Workers: Workers are the smallest and most common bees occupying the colony.  All worker bees are females; yet unlike their queen,  worker bees are unable to produce offspring. They are responsible for cleaning the hive, collecting pollen and nectar, building beeswax combs, ventilation, and feeding the queen. The lifespan of the worker bee is anywhere from six weeks to six months.

Drones: Drones (male bees) are the largest bees in the colony and are charged with the task of fertilizing the virgin queen during her mating flight. Since drones require three times as much food as the rest of the colony, their numbers are scarce. When cold weather begins in the fall and pollen/nectar resources become threatened, drones usually are forced out into the cold and left to starve.

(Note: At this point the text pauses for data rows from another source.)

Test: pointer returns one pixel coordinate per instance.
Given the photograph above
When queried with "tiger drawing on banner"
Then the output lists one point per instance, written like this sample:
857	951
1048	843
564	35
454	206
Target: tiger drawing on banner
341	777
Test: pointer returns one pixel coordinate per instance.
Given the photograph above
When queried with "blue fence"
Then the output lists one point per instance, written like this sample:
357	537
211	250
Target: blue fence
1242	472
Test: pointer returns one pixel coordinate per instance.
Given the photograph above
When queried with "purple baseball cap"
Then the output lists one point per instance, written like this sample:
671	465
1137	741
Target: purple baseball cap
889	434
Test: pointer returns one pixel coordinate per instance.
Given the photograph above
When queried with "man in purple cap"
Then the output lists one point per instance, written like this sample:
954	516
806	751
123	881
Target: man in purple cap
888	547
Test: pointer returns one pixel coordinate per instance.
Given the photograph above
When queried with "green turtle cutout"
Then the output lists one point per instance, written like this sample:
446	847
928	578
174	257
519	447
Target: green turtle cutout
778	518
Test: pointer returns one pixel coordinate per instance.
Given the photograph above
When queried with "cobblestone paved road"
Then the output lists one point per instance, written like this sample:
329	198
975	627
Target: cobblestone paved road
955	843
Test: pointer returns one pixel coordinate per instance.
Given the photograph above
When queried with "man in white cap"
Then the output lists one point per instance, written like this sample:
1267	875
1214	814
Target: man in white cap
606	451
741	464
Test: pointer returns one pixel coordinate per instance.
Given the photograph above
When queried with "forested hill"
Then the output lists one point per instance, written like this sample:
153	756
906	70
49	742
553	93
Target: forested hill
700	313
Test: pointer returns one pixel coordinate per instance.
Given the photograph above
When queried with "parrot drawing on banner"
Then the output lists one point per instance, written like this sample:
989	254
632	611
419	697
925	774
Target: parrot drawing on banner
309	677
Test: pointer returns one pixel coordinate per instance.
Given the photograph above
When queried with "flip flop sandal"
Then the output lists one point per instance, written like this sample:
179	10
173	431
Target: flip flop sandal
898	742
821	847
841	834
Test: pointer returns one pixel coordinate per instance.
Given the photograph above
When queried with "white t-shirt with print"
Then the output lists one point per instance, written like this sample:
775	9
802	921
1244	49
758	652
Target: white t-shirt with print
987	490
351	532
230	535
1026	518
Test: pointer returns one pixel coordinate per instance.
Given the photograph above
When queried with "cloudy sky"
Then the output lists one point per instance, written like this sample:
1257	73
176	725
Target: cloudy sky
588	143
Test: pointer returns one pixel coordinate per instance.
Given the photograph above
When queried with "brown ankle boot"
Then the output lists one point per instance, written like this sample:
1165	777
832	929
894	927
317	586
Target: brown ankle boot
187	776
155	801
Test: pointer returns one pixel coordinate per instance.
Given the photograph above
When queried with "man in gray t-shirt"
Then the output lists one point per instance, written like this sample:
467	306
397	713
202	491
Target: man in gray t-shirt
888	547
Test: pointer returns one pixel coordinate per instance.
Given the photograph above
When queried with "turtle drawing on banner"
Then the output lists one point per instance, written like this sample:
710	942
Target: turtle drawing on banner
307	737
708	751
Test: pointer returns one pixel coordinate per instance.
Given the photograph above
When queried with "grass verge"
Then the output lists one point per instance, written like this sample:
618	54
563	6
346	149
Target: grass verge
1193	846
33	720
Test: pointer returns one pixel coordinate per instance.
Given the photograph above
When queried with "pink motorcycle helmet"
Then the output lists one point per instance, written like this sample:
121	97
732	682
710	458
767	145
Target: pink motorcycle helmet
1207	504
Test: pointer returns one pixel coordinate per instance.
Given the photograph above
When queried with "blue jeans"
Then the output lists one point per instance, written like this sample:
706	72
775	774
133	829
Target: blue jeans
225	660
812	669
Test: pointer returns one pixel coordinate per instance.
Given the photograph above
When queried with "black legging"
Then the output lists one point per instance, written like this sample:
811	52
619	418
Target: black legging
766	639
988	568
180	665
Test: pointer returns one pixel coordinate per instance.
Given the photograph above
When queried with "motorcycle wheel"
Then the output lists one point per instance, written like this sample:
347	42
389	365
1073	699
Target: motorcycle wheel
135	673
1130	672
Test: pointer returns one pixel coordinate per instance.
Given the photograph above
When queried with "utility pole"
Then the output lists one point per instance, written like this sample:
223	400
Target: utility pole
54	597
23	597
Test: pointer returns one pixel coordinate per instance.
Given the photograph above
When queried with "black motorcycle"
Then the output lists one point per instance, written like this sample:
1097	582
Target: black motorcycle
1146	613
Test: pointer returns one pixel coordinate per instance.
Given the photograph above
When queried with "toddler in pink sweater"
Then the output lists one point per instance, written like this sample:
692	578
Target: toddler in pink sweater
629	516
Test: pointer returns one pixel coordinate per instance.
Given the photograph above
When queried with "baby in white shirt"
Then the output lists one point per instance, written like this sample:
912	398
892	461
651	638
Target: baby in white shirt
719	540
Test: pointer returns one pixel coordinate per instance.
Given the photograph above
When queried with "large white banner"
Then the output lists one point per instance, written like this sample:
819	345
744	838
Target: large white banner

Queen: Each colony has only one sexually developed female, known as the queen bee. The queen is responsible for populating the entire colony and during peak production, a queen can lay up to 1,500 eggs per day! Queens are larger in size than other females in their colonies and have a lifespan of 2-5 years (some bees only live for 30 days). Research has found that queen bees can actually vaccinate their colony against diseases.  Though queens rarely leave the nest, their forager bees pick up environmental pathogens while gathering pollen and use this same pollen to create “royal jelly” — a food made just for the queen that contains bacteria from the outside environment. The queen ingests the bacteria, stores it in her “fat body” (similar to a human liver), and transfers it through her blood to her developing eggs, essentially “vaccinating” her babies.

A Road Trip to California—That’s Nuts! 

There’s one crop that demands more bees than any other—almonds. Eat an almond anywhere in the world and there’s a good chance that almond was grown in California. As of 2017, the Golden State produces approximately 2.2 billion pounds of almonds each season. This time of year, billions of honey bees across the US embark on road trips to assist the California farmers who need the bees to pollinate their crops. As consumers buy products like almond milk and almond butter, the demand for the already popular nut (and the bees that make that nut possible), continues to rise. Currently, it is estimated that this year alone, close to 30 billion bees will travel from out-of-state to meet the pollination needs of Central California’s almond industry.

Crates of honeybees on the back of a flatbed truck.

Crates of honey bees on the back of a flatbed truck.

Honey—How is it Made? 

Aside from being pro pollinators, honey bees manufacture a liquid that has been touted as the “elixir of the gods”—honey. Honey has an extensive history around the world, the oldest remains of which have been found in a tomb in the country of Georgia, dating from 4,700 to 5,500 years ago. It is used to sweeten food and drink, soothe sore throughs, and can serve as an antibacterial for wounds.  Though humans have enjoyed the consumption of honey for millennia, honey’s natural purpose is to feed the bees. As bees collect nectar, they use their long tongues (called proboscis) like a straw to help them suck nectar out of flowers. They store the nectar in a second stomach and transport it back to the hive where it is converted to honey and capped with beeswax for later consumption.